Market commentators have reacted with disappointment to the latest data from the UK Office for National Statistics, which reported that construction output in April fell 13% compared to March, and was 8.5% lower year-on-year.

Construction Products Association economics director Noble Francis said the data reflected the government's implementation of public sector cuts.

"It was unfortunately unsurprising to see the sharp fall in construction output during April, given the extent of the public sector cuts. Public housing output in April fell 10% compared with March, and was 23% lower than a year earlier. Public non-housing, which covers education and health, was 13% down on March and 21% lower than a year earlier," he said.

Mr Francis added that the expectation that private sector construction would lead the recovery was "clearly not the case".

"Private sector work was clearly hindered by investor confidence, adversely affected by Eurozone uncertainty, and this was exacerbated by the poor weather in April. Output in private commercial, the largest construction sector, fell 10% during April and was 3% lower than a year earlier."

And he pointed out that, with further public sector cuts in the pipeline and little to suggest that a resolution to the Eurozone crisis is imminent, the trend for the next 12 to 18 months was also likely to be downward.

"The IMF has openly stated that government should do more to switch current spending to capital investment, which would help to drive the UK out of recession and support future growth," Mr Francis said.

Lack of finance

Simon Rubinsohn, chief economist at the Royal Institute of Chartered Surveyors (RICS), agreed that lack of finance to support development as well as a shortfall in demand remained the key factors weighing down the construction sector.

Mr Rubinsohn said, "New work, repair and maintenance and infrastructure all saw a drop in output in April and there is little sign that government policy on housing is having any impact on residential development.
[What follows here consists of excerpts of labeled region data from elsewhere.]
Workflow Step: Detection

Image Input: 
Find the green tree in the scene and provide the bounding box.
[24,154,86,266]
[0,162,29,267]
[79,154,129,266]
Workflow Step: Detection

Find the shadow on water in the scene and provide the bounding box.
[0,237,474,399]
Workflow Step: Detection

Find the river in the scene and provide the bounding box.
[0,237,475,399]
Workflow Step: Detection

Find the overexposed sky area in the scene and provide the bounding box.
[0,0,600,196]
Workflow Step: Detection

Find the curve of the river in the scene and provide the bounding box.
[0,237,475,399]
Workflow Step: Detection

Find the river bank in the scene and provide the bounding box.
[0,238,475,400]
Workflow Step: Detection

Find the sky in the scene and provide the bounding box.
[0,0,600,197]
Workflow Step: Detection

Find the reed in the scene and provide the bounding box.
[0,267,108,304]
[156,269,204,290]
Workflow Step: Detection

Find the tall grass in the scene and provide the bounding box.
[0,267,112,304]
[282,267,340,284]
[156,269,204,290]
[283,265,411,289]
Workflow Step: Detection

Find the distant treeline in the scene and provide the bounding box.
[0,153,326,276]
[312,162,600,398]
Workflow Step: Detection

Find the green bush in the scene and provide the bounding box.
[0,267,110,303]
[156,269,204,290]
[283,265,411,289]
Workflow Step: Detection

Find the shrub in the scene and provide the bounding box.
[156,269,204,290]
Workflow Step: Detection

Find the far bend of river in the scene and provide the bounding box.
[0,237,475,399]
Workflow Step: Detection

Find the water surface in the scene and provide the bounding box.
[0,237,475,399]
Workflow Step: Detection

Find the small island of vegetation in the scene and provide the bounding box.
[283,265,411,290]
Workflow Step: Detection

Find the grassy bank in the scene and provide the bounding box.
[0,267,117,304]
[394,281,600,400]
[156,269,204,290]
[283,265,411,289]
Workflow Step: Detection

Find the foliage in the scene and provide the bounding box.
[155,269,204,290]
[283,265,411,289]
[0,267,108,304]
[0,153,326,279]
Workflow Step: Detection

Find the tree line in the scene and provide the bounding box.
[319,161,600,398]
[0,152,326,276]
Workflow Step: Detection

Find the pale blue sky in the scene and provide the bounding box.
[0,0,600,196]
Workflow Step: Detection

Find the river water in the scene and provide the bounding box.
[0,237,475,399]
There has been little change in private housing output from the first quarter average or the same period last year and worryingly, it now looks likely that construction output will fall over the course of this year by rather more than the 3% we previously envisaged."

Julia Evans, chief executive of the National Federation of Builders, highlighted that it was not just housing and infrastructure that required attention.

"The year-on-year decline of 1.4% in repair and maintenance work in the three months to April is a concern. If the Green Deal, the government's flagship refurbishment programme, is to have any chance of success, it needs to be more attractive to consumers."

Call for VAT cut

Ms Evans called for a cut in VAT for all refurbishment from 20% to 5%. She said this would provide a £1.7 billion (€2 billion) boost to the economy and create around 30,000 jobs.

Meanwhile, Steve McGuckin, managing director of the construction consultancy Turner & Townsend, said demand in the UK's construction sector did exist, but he said competition for work was very intense.

"The major players are surviving, even if their margins have got steadily tighter. Niche players who excel at what they do are also bearing up well, but it's the middle ground - non-specialists whose services are commoditised - who are most at risk."